4. Jadeveon Clowney - Clowney injured himself on the worst NFL playing surface ever devised when he landed in a seem between two of the turf pallets at NRG Stadium while chasing RGIII in the backfield and then was labeled as injury prone. Instead of rising to his defense, the team threw shade at him and then turned around and replaced the playing surface, acting like it was totally unrelated to Clowney and the other NFL players who filed suit against NRG for injuries sustained on the field.
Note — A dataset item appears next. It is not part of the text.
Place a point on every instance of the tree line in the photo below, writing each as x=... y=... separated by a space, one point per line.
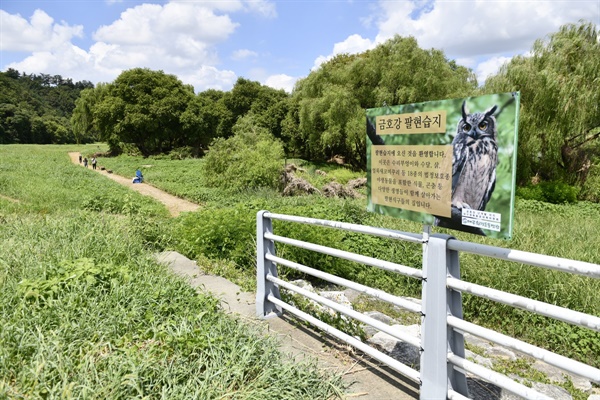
x=152 y=112
x=36 y=108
Firing Clowney into orbit, while paying half of his salary, was the shot that began the crippling of the Texans’ defense and led to what we’re seeing on the field right now.

5. Brian Gaine - Like so many other recruited to the Texans by Bill O’Brien, the former general manager totally fumbled his job, failed to improve the team, and ultimately was thrown under the bus to save O’Brien’s job. When your head coach lobbies for a GM and that GM does as bad a job as Gaine did, you fire them both and cut your losses.

6. Bill O’Brien the general manager - NFL history is littered with solid, some even great, head coaches who lose playoff games and find themselves unemployed soon thereafter. But not O’Brien. Not only did he get a pat on the back for getting bulldozed by Patrick Mahomes and the Kansas City Chiefs in the 2019 playoffs, Cal McNair promoted him to head coach/general manager. Anyone who makes a decision like this immediately calls into question their ability to think critically and make sound decisions.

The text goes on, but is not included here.